Wind farms never made much sense when you have such other viable low-footprint options such as nuclear power, but the federal government offers tax breaks to wind farms and hence people are beginning to build more of them — and some environmentalists are beginning to apply the same obstructionist tactics that they would normally apply to more traditional power generating projects.

It was objections from environmentalists such as Robert F. Kennedy Jr., for example, that were responsible for bringing to a halt — at least temporarily — construction of the first off-shore wind farm in the United States.

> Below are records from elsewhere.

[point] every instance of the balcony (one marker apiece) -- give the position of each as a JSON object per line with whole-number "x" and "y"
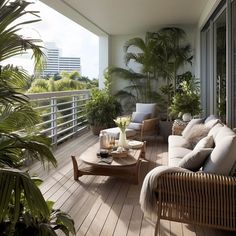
{"x": 103, "y": 205}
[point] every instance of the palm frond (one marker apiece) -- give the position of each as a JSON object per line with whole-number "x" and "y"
{"x": 124, "y": 73}
{"x": 20, "y": 182}
{"x": 17, "y": 118}
{"x": 136, "y": 42}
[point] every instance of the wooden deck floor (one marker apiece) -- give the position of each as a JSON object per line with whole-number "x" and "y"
{"x": 105, "y": 205}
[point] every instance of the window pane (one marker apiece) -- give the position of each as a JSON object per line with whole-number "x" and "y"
{"x": 220, "y": 77}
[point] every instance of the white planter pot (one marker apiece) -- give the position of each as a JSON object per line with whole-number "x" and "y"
{"x": 186, "y": 117}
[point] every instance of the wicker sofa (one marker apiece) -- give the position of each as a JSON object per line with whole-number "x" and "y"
{"x": 206, "y": 197}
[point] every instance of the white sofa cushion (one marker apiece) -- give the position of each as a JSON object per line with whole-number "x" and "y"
{"x": 214, "y": 131}
{"x": 211, "y": 123}
{"x": 135, "y": 126}
{"x": 190, "y": 125}
{"x": 223, "y": 157}
{"x": 139, "y": 117}
{"x": 223, "y": 132}
{"x": 196, "y": 133}
{"x": 176, "y": 154}
{"x": 210, "y": 117}
{"x": 177, "y": 141}
{"x": 206, "y": 142}
{"x": 194, "y": 160}
{"x": 148, "y": 108}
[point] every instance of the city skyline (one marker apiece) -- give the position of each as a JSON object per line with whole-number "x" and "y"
{"x": 72, "y": 39}
{"x": 56, "y": 63}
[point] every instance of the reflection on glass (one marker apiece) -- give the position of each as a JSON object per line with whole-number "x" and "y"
{"x": 220, "y": 27}
{"x": 234, "y": 60}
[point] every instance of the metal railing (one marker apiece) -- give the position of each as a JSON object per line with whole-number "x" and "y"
{"x": 62, "y": 113}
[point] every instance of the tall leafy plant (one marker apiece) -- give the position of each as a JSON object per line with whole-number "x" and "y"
{"x": 23, "y": 210}
{"x": 160, "y": 55}
{"x": 140, "y": 89}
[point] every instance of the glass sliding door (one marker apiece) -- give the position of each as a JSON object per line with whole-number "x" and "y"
{"x": 233, "y": 61}
{"x": 220, "y": 66}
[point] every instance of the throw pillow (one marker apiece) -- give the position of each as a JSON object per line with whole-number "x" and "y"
{"x": 222, "y": 159}
{"x": 215, "y": 130}
{"x": 206, "y": 142}
{"x": 210, "y": 117}
{"x": 210, "y": 124}
{"x": 195, "y": 159}
{"x": 139, "y": 117}
{"x": 196, "y": 133}
{"x": 190, "y": 125}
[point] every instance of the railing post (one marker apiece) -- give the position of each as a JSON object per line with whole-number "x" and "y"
{"x": 74, "y": 113}
{"x": 54, "y": 120}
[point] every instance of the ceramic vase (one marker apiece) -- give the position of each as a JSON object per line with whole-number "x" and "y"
{"x": 122, "y": 142}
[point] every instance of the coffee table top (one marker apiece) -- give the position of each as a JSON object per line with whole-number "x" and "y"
{"x": 90, "y": 157}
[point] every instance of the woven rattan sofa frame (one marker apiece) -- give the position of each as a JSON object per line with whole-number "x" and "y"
{"x": 197, "y": 198}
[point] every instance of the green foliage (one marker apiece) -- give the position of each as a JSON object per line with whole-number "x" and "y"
{"x": 23, "y": 210}
{"x": 160, "y": 55}
{"x": 186, "y": 99}
{"x": 102, "y": 109}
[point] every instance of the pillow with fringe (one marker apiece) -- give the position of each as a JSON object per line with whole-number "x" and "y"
{"x": 197, "y": 133}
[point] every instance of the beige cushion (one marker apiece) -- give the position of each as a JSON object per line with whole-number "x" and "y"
{"x": 211, "y": 123}
{"x": 223, "y": 132}
{"x": 178, "y": 141}
{"x": 210, "y": 117}
{"x": 196, "y": 133}
{"x": 176, "y": 154}
{"x": 139, "y": 117}
{"x": 135, "y": 126}
{"x": 214, "y": 131}
{"x": 148, "y": 108}
{"x": 223, "y": 157}
{"x": 190, "y": 125}
{"x": 206, "y": 142}
{"x": 195, "y": 159}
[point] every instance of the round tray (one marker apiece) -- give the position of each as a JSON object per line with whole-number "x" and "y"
{"x": 116, "y": 154}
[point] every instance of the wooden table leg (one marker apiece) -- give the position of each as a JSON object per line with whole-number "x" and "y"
{"x": 75, "y": 168}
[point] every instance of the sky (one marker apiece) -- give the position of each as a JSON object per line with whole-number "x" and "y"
{"x": 72, "y": 39}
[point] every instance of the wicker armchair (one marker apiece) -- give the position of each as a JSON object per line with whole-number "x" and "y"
{"x": 148, "y": 125}
{"x": 197, "y": 198}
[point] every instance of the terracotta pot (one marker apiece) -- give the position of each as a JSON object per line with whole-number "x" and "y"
{"x": 96, "y": 129}
{"x": 186, "y": 117}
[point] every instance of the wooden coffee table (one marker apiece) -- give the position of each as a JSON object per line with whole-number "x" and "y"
{"x": 123, "y": 167}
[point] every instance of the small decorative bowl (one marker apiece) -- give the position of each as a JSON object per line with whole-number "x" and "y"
{"x": 104, "y": 153}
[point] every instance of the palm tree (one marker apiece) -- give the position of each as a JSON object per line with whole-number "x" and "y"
{"x": 23, "y": 210}
{"x": 172, "y": 52}
{"x": 140, "y": 88}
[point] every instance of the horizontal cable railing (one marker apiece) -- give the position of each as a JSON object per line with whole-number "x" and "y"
{"x": 62, "y": 113}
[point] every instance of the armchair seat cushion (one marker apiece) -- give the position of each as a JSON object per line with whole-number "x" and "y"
{"x": 139, "y": 117}
{"x": 135, "y": 126}
{"x": 177, "y": 141}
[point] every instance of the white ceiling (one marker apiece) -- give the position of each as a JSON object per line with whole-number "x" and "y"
{"x": 134, "y": 16}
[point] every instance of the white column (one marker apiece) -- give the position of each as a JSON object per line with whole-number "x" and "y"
{"x": 103, "y": 58}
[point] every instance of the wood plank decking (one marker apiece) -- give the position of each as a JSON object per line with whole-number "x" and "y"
{"x": 103, "y": 205}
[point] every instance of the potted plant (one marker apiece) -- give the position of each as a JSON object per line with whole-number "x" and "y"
{"x": 23, "y": 210}
{"x": 186, "y": 101}
{"x": 101, "y": 110}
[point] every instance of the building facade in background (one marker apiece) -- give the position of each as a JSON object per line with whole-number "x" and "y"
{"x": 55, "y": 64}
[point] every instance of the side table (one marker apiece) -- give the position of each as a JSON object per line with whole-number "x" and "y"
{"x": 178, "y": 126}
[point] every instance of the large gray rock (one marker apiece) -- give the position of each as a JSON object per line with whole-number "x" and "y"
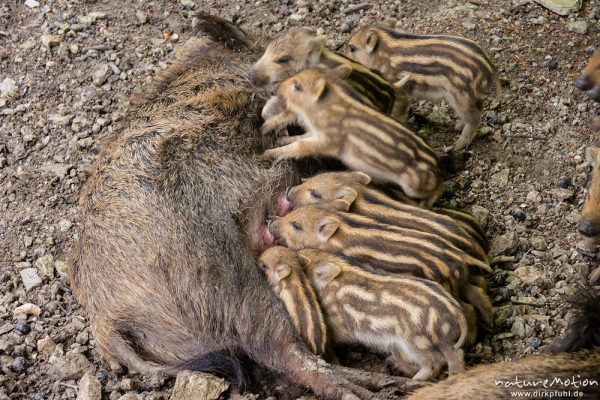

The wind farm was to have been placed of Cape Codd in Nantucket Sound, but the power generating facility is just too ugly to be tolerated.

As businessman Wayne Kurker told the New York Times on why he opposed the wind farm,

I didn’t like the idea that what we consider our Grand Canyon was all of a sudden going to be industrialized.

I.e., generate low-polluting electricity, just do it in someone else’s backyard.

Charles Komanoff, who the Times describes as a “longtime economic consultant to environmental groups” told the Times that such motives are just selfish,

They want to have it all and they won’t brook any trade-off, especially a trade-off that sacrifices their own comfort.

The American Wind Energy Association tells the Times that although wind power generates less than 1 percent of the electricity produced in the United States, by 2020 they predict that will be up to 6 percent. I suspect that prediction’s just a lot of hot air.

Source:

Windmills sow dissent for environmentalists. Katharine Q. Seelye, The New York Times, June 5, 2003.

Brazilian President Offers Hunger Fund Proposal

At the recent G8 summit in France, Brazilian president Luiz Inacio Lula de Silva offered an intriguing proposal — institute a global tax on arms sales and use the money for a hunger fund to alleviate hunger.

Lula told the G8,

My proposal is the creation of a global fund capable of feeding those who are hungry and at the same time creating the conditions to eradicate the structural causes of hunger.

Like I said, an intriguing proposal but not likely a realistic one. The obvious response to the existence of such a fund would be for developed countries to reduce their aid to forestall hunger on the grounds that now there is this new fund to take up the slack.

It is also difficult to understand how Lula thinks the mere presence of such a fund would be able to solve the structural causes of hunger. Has he taken the time to add up all of the money spent over the last 50 years on this problem and just how ineffective such efforts have been? If simply throwing money at developing nations worked, hunger would have been eradicated decades ago.

Source:

Lula proposes hunger fund. The BBC, June 2, 2003.